9/11 in a bunker: speaker tells story
For United States Marine Corps Lt. Col. Robert Darling (retired), Sept. 11, 2001 was no ordinary day.
Darling was the guest speaker at United Bank’s annual Ag Appreciation Luncheon at The Club on Feb. 14.
During that September day 18 years ago, Darling was holed up in the PEOC (President’s Emergency Operating Center) with former Vice President Dick Cheney and National Security Advisor Condoleezza Rice, handling logistics for all communications coming into the bunker.
Darling gave an account for each hour of the day, detailing what was said and done in the bunker. In fact, he is the author of “24 Hours Inside the President’s Bunker, 9/11/01: The White House.”
Darling said one thing that stood out to him is how powerful the United States is, military wise.
“I never want us to forget the nearly 3,000 great Americans we lost that day,” he said. “Whether they were working at their desks at the Pentagon, or at the World Trade Center or fighting for their lives on that flight — they hardened us in our resiliency to keep going.
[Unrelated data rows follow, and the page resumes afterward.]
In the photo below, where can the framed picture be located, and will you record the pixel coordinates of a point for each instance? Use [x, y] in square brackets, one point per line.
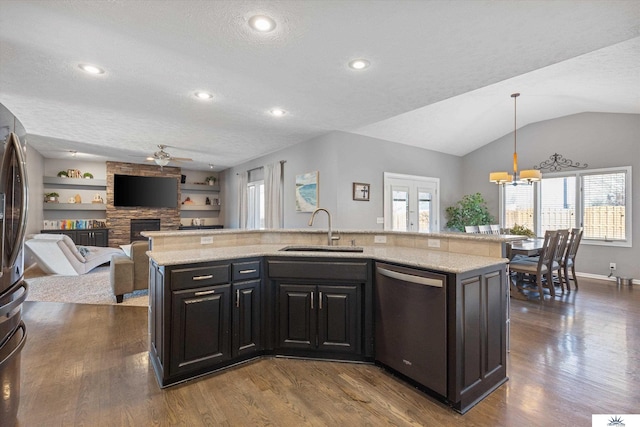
[307, 192]
[361, 191]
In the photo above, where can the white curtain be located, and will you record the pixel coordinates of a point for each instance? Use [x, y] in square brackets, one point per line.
[242, 199]
[273, 217]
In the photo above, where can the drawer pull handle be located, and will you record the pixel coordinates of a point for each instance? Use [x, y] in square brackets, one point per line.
[419, 280]
[208, 276]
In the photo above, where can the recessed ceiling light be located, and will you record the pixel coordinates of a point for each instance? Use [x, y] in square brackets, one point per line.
[91, 69]
[278, 112]
[203, 95]
[262, 23]
[359, 64]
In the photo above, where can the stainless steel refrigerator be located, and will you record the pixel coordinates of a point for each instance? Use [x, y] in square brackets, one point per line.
[13, 288]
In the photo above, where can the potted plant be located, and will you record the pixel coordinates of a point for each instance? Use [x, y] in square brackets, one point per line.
[51, 197]
[521, 230]
[470, 210]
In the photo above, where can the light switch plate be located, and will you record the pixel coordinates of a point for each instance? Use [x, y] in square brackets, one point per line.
[433, 243]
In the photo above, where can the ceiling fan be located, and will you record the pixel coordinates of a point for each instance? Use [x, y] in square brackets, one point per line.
[162, 158]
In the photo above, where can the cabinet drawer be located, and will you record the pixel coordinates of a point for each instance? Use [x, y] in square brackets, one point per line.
[196, 277]
[322, 270]
[245, 270]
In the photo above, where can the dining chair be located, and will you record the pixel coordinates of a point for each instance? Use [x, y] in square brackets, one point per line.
[568, 260]
[539, 268]
[484, 229]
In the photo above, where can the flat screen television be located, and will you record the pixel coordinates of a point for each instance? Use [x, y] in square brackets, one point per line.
[145, 191]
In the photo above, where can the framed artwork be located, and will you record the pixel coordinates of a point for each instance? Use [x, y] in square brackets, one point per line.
[361, 191]
[307, 191]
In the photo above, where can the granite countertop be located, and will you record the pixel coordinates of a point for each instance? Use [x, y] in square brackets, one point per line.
[442, 234]
[421, 258]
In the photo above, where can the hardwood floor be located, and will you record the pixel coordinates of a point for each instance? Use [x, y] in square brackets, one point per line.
[570, 357]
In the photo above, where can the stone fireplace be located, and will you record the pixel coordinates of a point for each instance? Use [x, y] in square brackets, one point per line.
[140, 225]
[119, 219]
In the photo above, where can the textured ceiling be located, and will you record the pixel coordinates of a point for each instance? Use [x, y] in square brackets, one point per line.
[440, 77]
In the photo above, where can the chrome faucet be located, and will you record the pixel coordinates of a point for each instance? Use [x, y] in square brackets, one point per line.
[330, 237]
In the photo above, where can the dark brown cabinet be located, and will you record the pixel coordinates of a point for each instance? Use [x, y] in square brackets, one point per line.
[200, 328]
[322, 317]
[204, 316]
[88, 237]
[246, 318]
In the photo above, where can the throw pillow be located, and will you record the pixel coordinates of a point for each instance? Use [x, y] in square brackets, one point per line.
[84, 251]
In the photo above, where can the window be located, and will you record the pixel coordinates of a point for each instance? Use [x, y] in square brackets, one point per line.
[255, 199]
[410, 203]
[599, 201]
[518, 206]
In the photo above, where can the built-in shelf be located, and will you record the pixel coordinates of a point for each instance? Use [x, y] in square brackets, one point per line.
[205, 188]
[199, 207]
[74, 207]
[54, 181]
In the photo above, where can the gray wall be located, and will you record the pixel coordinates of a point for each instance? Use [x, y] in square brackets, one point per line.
[600, 140]
[341, 159]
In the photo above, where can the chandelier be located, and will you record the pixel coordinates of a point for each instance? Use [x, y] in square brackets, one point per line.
[528, 175]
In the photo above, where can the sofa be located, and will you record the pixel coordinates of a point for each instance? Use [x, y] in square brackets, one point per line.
[130, 269]
[57, 254]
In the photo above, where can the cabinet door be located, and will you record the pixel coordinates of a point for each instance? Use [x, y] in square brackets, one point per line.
[200, 328]
[339, 318]
[246, 318]
[297, 316]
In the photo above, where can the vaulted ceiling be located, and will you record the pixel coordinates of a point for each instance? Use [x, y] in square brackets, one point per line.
[440, 75]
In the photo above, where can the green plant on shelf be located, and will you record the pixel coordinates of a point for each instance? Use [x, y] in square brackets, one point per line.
[521, 230]
[470, 210]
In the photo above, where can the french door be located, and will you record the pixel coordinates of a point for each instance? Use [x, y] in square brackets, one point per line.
[411, 203]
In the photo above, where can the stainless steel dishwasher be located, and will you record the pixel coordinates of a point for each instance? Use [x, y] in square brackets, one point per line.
[411, 324]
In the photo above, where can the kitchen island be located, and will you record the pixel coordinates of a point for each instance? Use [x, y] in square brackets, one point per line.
[222, 298]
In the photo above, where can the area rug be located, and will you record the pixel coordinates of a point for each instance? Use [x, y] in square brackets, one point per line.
[90, 288]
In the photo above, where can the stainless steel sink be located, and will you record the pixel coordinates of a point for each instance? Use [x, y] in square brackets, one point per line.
[322, 249]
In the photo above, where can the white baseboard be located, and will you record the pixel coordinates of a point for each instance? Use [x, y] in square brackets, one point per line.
[596, 276]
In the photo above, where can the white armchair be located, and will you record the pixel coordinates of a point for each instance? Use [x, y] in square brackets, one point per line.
[57, 254]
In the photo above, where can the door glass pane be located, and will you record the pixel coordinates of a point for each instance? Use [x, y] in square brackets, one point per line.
[604, 206]
[424, 211]
[400, 209]
[518, 206]
[558, 203]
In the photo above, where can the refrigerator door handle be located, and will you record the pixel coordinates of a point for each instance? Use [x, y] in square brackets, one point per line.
[13, 146]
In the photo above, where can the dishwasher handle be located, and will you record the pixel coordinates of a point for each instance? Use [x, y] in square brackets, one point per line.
[437, 283]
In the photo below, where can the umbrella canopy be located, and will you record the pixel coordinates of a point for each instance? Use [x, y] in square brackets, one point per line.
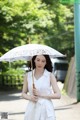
[26, 52]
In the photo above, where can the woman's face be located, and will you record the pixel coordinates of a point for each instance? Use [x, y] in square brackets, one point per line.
[40, 61]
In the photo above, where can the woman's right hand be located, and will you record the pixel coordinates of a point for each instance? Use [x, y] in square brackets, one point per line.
[33, 98]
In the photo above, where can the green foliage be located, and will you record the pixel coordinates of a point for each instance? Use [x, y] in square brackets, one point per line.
[44, 21]
[15, 72]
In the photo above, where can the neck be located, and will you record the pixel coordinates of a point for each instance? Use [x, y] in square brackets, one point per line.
[39, 71]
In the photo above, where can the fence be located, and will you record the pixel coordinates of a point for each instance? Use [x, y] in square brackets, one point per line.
[11, 81]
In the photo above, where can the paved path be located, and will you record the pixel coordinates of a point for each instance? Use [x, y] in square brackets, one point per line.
[66, 108]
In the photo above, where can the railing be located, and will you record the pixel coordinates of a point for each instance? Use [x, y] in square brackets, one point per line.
[11, 81]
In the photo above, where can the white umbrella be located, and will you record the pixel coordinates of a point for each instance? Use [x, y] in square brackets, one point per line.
[26, 52]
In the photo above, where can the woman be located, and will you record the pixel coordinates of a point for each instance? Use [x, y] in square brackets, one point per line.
[40, 106]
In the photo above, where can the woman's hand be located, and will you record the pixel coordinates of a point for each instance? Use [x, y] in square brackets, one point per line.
[34, 98]
[36, 92]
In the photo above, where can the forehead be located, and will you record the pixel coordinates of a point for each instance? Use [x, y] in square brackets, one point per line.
[40, 57]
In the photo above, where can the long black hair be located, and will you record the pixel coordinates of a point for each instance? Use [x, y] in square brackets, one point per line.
[48, 65]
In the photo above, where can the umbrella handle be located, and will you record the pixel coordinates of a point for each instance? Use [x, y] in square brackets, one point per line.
[34, 86]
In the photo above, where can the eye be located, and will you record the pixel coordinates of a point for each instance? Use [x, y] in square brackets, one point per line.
[43, 61]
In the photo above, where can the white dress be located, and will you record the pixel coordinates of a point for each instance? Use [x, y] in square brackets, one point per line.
[43, 109]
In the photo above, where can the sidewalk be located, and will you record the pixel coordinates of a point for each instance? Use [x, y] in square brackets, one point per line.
[65, 109]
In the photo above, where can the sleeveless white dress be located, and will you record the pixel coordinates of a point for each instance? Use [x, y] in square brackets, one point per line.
[43, 109]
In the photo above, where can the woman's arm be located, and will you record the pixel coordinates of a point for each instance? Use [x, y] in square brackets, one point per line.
[25, 91]
[56, 92]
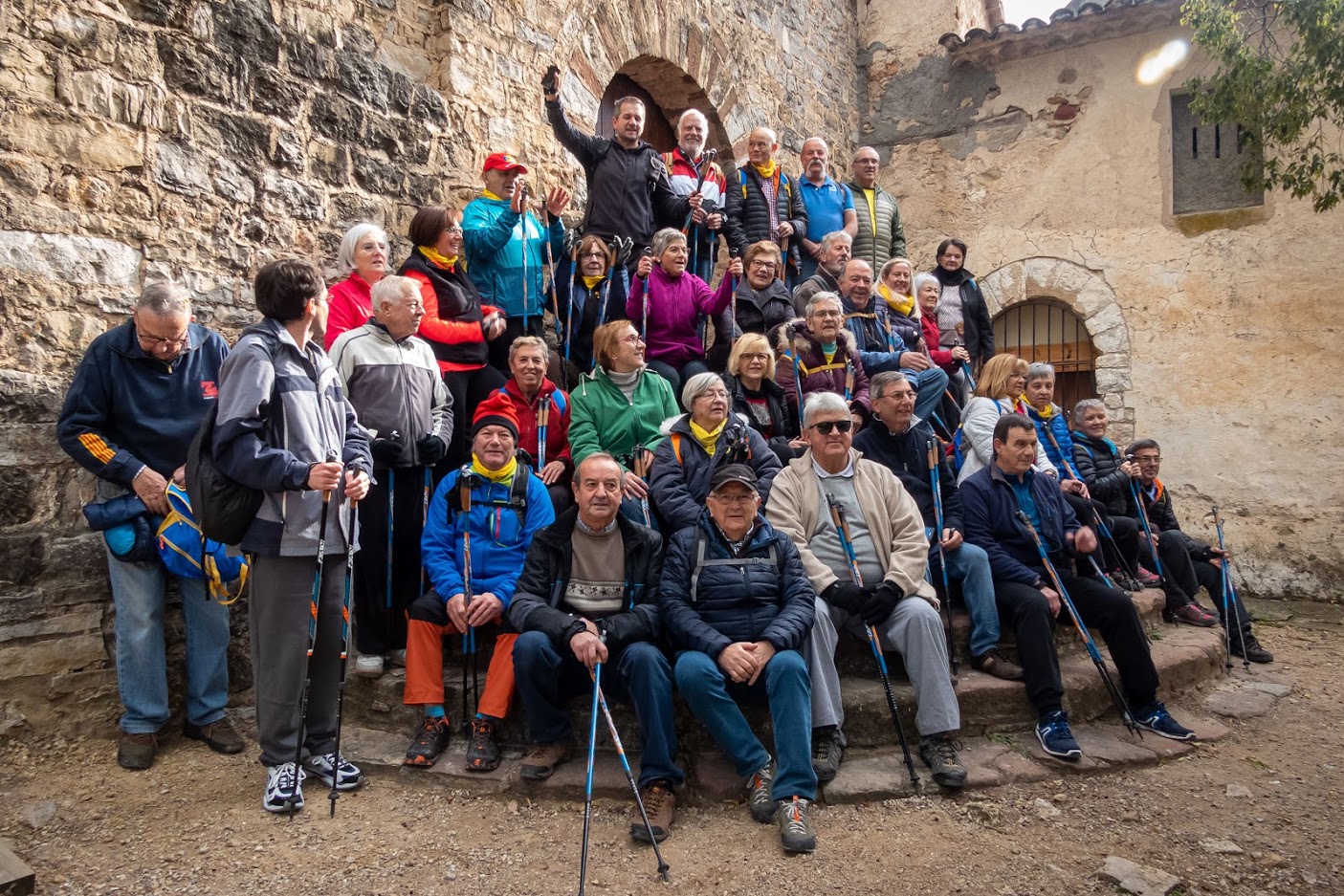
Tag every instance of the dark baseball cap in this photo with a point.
(733, 473)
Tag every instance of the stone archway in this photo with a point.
(1094, 301)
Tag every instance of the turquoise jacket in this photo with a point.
(492, 236)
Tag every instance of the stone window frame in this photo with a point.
(1089, 295)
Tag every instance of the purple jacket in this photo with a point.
(672, 335)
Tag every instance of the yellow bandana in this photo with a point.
(437, 257)
(899, 304)
(503, 474)
(707, 438)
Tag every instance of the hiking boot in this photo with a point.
(1148, 579)
(218, 735)
(541, 759)
(796, 830)
(660, 806)
(759, 794)
(995, 666)
(483, 754)
(1057, 737)
(136, 751)
(429, 742)
(1192, 614)
(939, 754)
(368, 667)
(1251, 650)
(1157, 719)
(329, 766)
(826, 753)
(284, 790)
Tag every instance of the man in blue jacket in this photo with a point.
(989, 501)
(505, 249)
(738, 607)
(132, 410)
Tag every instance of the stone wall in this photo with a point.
(198, 140)
(1217, 331)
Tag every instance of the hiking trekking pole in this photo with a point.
(629, 776)
(843, 531)
(641, 469)
(312, 640)
(344, 649)
(1115, 696)
(543, 418)
(1230, 598)
(587, 786)
(936, 480)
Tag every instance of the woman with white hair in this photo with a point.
(697, 444)
(364, 259)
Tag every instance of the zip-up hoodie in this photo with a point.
(126, 410)
(281, 410)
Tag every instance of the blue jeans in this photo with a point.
(138, 591)
(788, 689)
(639, 672)
(969, 564)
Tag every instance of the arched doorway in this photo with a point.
(1041, 329)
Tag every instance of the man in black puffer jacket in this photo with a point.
(738, 607)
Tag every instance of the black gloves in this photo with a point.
(880, 603)
(430, 448)
(846, 597)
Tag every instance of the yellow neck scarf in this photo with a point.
(899, 304)
(437, 257)
(707, 438)
(503, 474)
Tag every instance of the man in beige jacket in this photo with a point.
(888, 535)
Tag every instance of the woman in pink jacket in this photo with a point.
(666, 304)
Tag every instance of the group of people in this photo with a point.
(703, 521)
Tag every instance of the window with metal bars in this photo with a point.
(1042, 329)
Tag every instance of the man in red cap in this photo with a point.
(505, 248)
(480, 525)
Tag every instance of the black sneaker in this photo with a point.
(939, 754)
(483, 754)
(1253, 649)
(826, 753)
(429, 742)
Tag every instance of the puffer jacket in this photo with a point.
(279, 411)
(492, 239)
(749, 214)
(796, 340)
(886, 241)
(540, 603)
(682, 468)
(1098, 462)
(767, 598)
(757, 312)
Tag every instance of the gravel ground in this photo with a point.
(1257, 813)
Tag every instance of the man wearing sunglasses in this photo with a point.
(888, 539)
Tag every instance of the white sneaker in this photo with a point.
(348, 776)
(282, 787)
(368, 667)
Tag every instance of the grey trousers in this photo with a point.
(278, 613)
(914, 629)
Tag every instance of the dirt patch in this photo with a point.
(1255, 813)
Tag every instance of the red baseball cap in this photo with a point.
(503, 162)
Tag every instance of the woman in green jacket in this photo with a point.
(620, 408)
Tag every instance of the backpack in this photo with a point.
(188, 554)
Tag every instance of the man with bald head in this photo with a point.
(880, 235)
(765, 203)
(829, 205)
America is so powerful because there were ordinary Americans doing extraordinary things.”
Darling’s day began at 8:46 a.m. on Sept. 11, 2001 with the news that an airliner careened into one of the two buildings at World Trade Center.
“We saw United Airlines flight 72 coming into view,” he said. “We saw it careen into the south tower at full power.”
Darling said in times is a national tragedy in America, the U.S. Government is equal in every agency in that no agency is more important than the other.
Darling said during times of national tragedy, the president of the United States, then President George W. Bush, needs to be airborne.
“We never want the president stuck on the ground,” he said. “Everybody wanted him in the skies as fast as possible.”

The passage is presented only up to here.